Her voice went low and soft. “At first he stood with the soldiers as they fired the machine gun, feeding bullets. He said it was like shooting fish in a barrel. Then one of the soldiers said, ‘You want to do it?’
“And he did.
“They let him take over the machine gun for a while and he just started shooting people, killing them, one after another, like it was a game. When one of the SS officers came toward them, the soldiers took the machine gun back because they were afraid of getting in trouble.
“He said it was the most amazing thing he’d ever done, and he couldn’t wait to do it again.”
“And did he? Do it again?”
She paused. I could feel her weighing her answer. “Why?” she asked at last, a certain canniness in her voice. “Is there anything else, anything specific you wanted to ask me about?”
“No,” I said. I didn’t have anything else because I hadn’t considered the possibility that there might be anything else.
“Then no, he didn’t do it again,” she said, in a tone of voice that suggested just the opposite. It was her way of saying I’m tired of talking about this, so unless you’ve got something, unless you know something,
I’m not going to volunteer.*
“How much did Sophia know about all this?”
“All of it,” she said. “Why do you think she was so afraid of anyone looking too close at our history?

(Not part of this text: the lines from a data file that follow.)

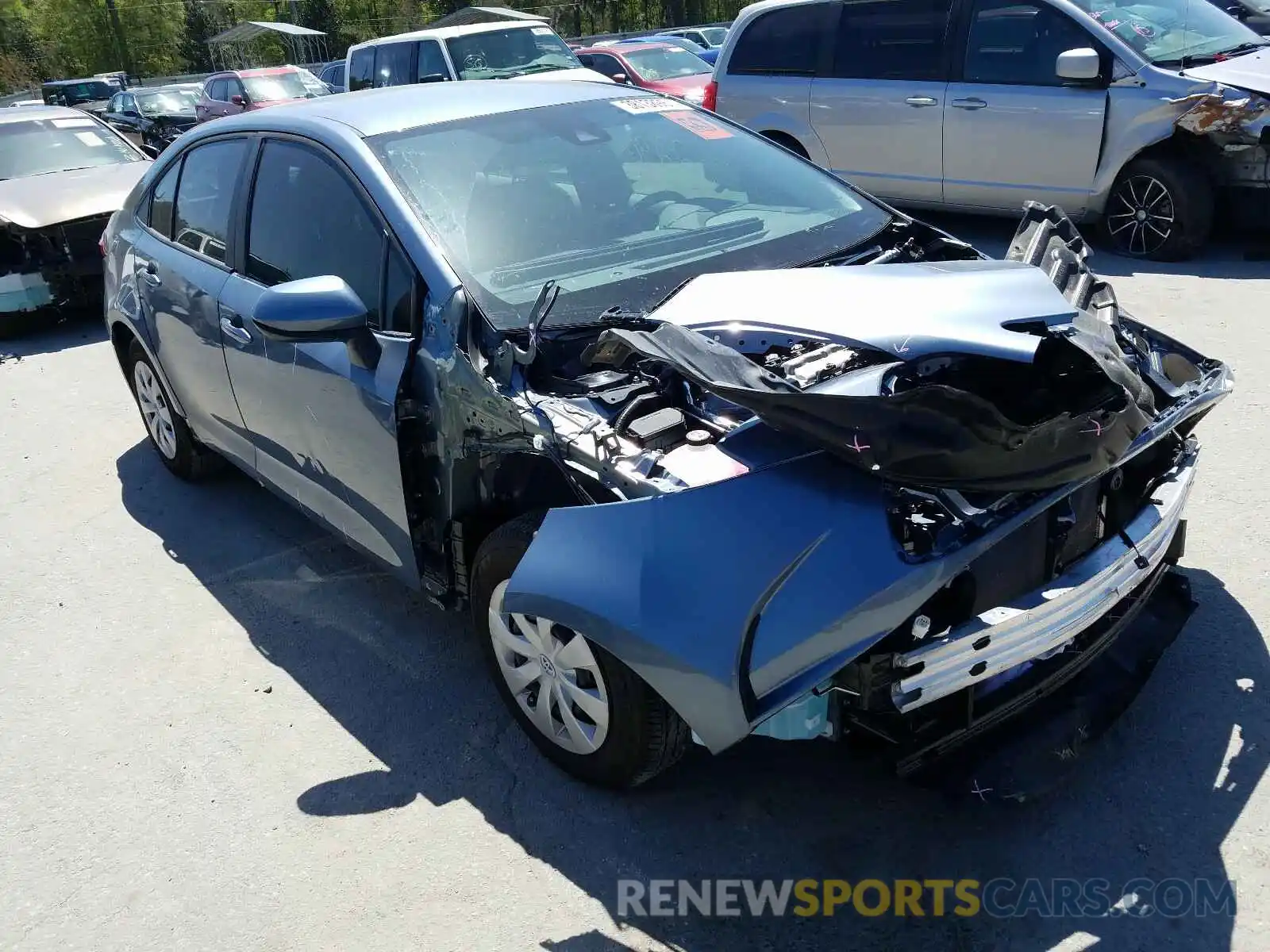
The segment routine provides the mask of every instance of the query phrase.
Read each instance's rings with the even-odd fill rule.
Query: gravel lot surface
[[[1012,232],[942,223],[993,254]],[[1270,948],[1270,264],[1096,265],[1238,385],[1200,429],[1198,613],[1074,776],[1008,809],[822,744],[570,782],[464,617],[245,477],[170,477],[97,321],[0,341],[0,947]],[[624,877],[998,876],[1228,877],[1238,913],[613,916]]]

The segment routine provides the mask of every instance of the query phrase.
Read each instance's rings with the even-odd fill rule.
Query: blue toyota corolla
[[[1073,684],[1123,708],[1193,608],[1229,372],[1058,209],[989,260],[682,102],[457,83],[201,126],[103,240],[164,466],[470,608],[584,779],[749,734],[922,770]]]

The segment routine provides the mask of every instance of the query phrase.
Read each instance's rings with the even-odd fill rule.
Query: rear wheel
[[[687,725],[630,668],[583,632],[512,613],[503,594],[537,528],[536,515],[494,531],[476,553],[472,623],[512,716],[566,772],[605,787],[634,787],[678,760]]]
[[[154,364],[136,341],[128,348],[128,382],[150,446],[170,472],[183,480],[197,480],[217,468],[220,457],[194,439],[180,414],[173,409]]]
[[[1177,261],[1208,241],[1213,201],[1213,184],[1193,162],[1137,159],[1111,188],[1102,231],[1119,254]]]

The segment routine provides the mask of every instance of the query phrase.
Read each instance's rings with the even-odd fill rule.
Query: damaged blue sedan
[[[991,260],[679,100],[462,83],[198,127],[104,244],[164,466],[470,609],[583,779],[752,734],[918,772],[1123,708],[1191,611],[1231,373],[1055,208]]]

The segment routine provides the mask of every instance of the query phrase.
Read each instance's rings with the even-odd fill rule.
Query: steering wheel
[[[678,192],[669,192],[663,189],[662,192],[654,192],[650,195],[644,195],[635,204],[631,206],[632,212],[643,212],[646,208],[657,204],[658,202],[687,202],[683,195]]]

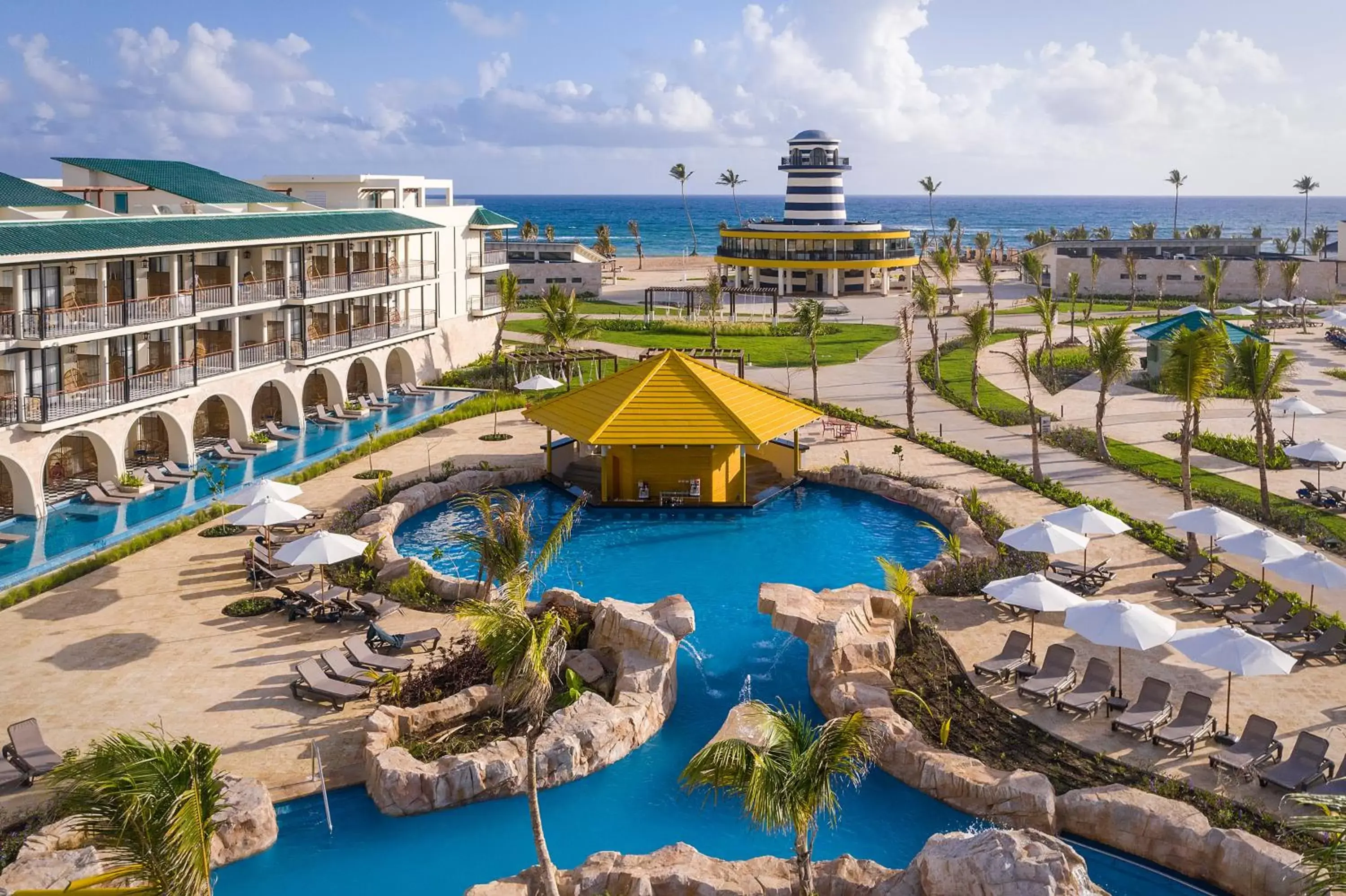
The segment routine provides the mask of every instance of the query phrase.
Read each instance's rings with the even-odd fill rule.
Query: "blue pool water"
[[[222,468],[227,488],[234,490],[253,479],[283,476],[351,448],[363,440],[376,424],[382,432],[406,426],[471,394],[459,390],[432,390],[429,396],[417,398],[394,396],[392,408],[370,413],[361,420],[346,421],[339,426],[307,422],[297,431],[300,436],[297,440],[281,441],[276,451],[248,461],[226,464],[203,457],[198,465]],[[52,507],[43,518],[11,519],[4,523],[3,531],[27,538],[0,549],[0,591],[199,510],[210,503],[210,498],[205,478],[198,476],[180,486],[157,488],[153,494],[118,507],[96,505],[81,496]],[[227,494],[225,499],[227,500]]]
[[[540,530],[569,500],[542,486],[520,491],[538,500]],[[910,507],[825,486],[801,487],[751,513],[586,510],[546,584],[641,603],[682,593],[697,630],[684,642],[678,702],[664,729],[615,766],[542,791],[557,865],[573,866],[599,850],[645,853],[677,841],[721,858],[790,854],[786,837],[754,831],[736,807],[684,794],[678,772],[748,689],[755,698],[813,710],[805,647],[756,611],[758,585],[880,585],[875,556],[919,566],[937,553],[934,534],[915,527],[919,519],[926,517]],[[404,523],[396,544],[443,572],[474,573],[472,557],[451,539],[456,526],[471,522],[462,511],[432,507]],[[436,548],[441,557],[432,556]],[[330,893],[354,880],[396,880],[397,892],[459,893],[536,861],[521,798],[389,818],[363,790],[349,788],[331,795],[331,834],[320,796],[280,811],[276,846],[221,869],[218,896]],[[900,868],[930,834],[979,823],[875,771],[844,795],[840,825],[822,830],[817,856],[845,852]],[[1102,853],[1089,858],[1094,880],[1116,896],[1191,892]]]

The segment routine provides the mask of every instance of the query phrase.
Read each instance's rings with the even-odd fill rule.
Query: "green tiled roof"
[[[35,183],[0,174],[0,206],[30,209],[32,206],[82,206],[83,199],[69,192],[47,190]]]
[[[237,180],[218,171],[202,168],[186,161],[157,161],[153,159],[81,159],[71,156],[55,156],[57,161],[90,168],[110,174],[114,178],[124,178],[136,183],[143,183],[155,190],[171,192],[175,196],[190,199],[191,202],[271,202],[291,203],[303,202],[287,196],[275,190],[267,190]]]
[[[318,237],[435,230],[397,211],[272,211],[250,215],[171,215],[0,222],[0,256],[108,252],[141,246],[302,242]]]
[[[467,221],[468,227],[517,227],[518,222],[497,214],[485,206],[472,213]]]

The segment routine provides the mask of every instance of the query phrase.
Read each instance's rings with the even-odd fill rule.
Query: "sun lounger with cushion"
[[[42,739],[42,728],[36,718],[24,718],[9,725],[9,743],[4,747],[4,757],[24,774],[24,782],[46,775],[61,764],[61,753],[51,749]]]
[[[1053,644],[1042,659],[1042,669],[1028,681],[1020,682],[1020,697],[1036,697],[1055,702],[1057,697],[1075,686],[1075,651],[1065,644]]]
[[[359,635],[351,635],[342,643],[351,658],[361,666],[380,671],[406,671],[412,667],[409,657],[384,657],[382,654],[376,654]]]
[[[1248,717],[1238,740],[1210,757],[1210,767],[1225,768],[1252,779],[1260,766],[1273,759],[1280,761],[1283,749],[1281,743],[1276,740],[1276,722],[1254,713]]]
[[[1069,694],[1062,694],[1057,698],[1057,709],[1069,709],[1081,716],[1093,716],[1110,696],[1112,665],[1106,659],[1094,657],[1085,666],[1085,677],[1079,681],[1079,686]]]
[[[289,693],[295,700],[327,701],[335,709],[343,708],[351,700],[361,700],[369,694],[370,685],[353,685],[338,681],[323,671],[316,659],[306,659],[295,666],[299,678],[289,682]]]
[[[1284,790],[1308,790],[1319,780],[1331,780],[1333,761],[1327,759],[1327,741],[1307,731],[1299,732],[1289,757],[1267,771],[1257,772],[1257,783],[1276,784]]]
[[[1030,638],[1022,631],[1011,631],[1005,636],[1005,646],[991,659],[983,659],[972,665],[972,671],[988,678],[1008,681],[1015,670],[1028,663]]]
[[[1112,720],[1113,731],[1125,731],[1140,737],[1154,737],[1155,729],[1162,728],[1174,717],[1174,705],[1168,702],[1168,696],[1174,686],[1166,681],[1147,677],[1140,683],[1140,697],[1127,706],[1127,710]]]
[[[1189,690],[1182,697],[1178,716],[1162,731],[1155,732],[1155,747],[1182,749],[1189,756],[1197,741],[1215,736],[1215,717],[1210,714],[1210,697]]]
[[[411,650],[412,647],[425,647],[425,650],[429,651],[439,647],[439,639],[440,634],[437,628],[423,628],[421,631],[409,631],[401,635],[393,635],[370,623],[369,630],[365,632],[365,643],[370,650]]]

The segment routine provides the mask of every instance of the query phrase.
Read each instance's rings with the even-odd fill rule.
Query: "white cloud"
[[[514,11],[509,17],[493,16],[471,3],[450,3],[448,12],[472,34],[482,38],[505,38],[524,27],[524,15]]]

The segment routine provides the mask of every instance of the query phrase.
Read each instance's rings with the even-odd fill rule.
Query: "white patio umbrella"
[[[1117,648],[1117,696],[1121,697],[1121,648],[1158,647],[1174,636],[1178,623],[1128,600],[1086,600],[1066,611],[1066,628],[1100,647]]]
[[[1070,531],[1047,519],[1039,519],[1027,526],[1007,529],[1000,535],[1001,545],[1010,545],[1018,550],[1030,550],[1039,554],[1065,554],[1071,550],[1084,550],[1089,546],[1089,537],[1077,531]]]
[[[1225,535],[1215,541],[1215,544],[1232,554],[1252,557],[1261,564],[1263,581],[1267,581],[1267,564],[1285,560],[1287,557],[1298,557],[1304,553],[1304,549],[1289,538],[1277,535],[1269,529],[1254,529],[1253,531],[1237,535]]]
[[[1079,595],[1066,591],[1042,573],[1028,573],[1014,578],[988,581],[981,593],[1003,604],[1023,607],[1028,616],[1028,652],[1032,654],[1034,628],[1038,613],[1054,613],[1085,603]]]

Don’t forget, back then there were Nazi hunters everywhere looking for collaborators.”
Then she said she had to go to a dinner at the church and hung up.
I sat without moving for what felt like a very long time. It was dark when I looked up again.
A cold knot formed in my stomach. My father was a murderer.
My father was a war criminal.
With that realization, all the pieces of my family’s history that had never made sense began to line up like dominoes. Whatever the real cause of my step-grandfather’s death, natural or unnatural, he’d allegedly told Sophia that he’d been a collaborator, which may have prompted her to assist with his demise. Why would Sophia be worried about people poking into Walter’s past unless she was afraid that she might be compromised in the process? That same fear was almost certainly what prompted Theresa to interrogate Ted’s brother Frank about his father’s activities during the war, looking for anything that might harm them from that side of the family.
And there was my father’s itinerant lifestyle to consider. Twenty-one moves in eighteen years. Maybe the reason behind those moves was just what it seemed, getting out of town to stay ahead of bill collectors. But what if it wasn’t the only reason? Did my father keep moving to make things harder for anyone who might be looking for him? Then there was the matter of the aliases, using Stark for business papers, apartment rentals, and anything else that might leave a paper trail. My school records were always under Straczynski, but nobody was looking for twelve-year-old collaborators.
The whispered conversations, veiled hints of some terrible scandal, outbursts of violence, the German uniform, my grandmother’s paranoia, my father’s rabid anti-Semitism, and his penchant for beating “inferiors” . . . suddenly it all made sense.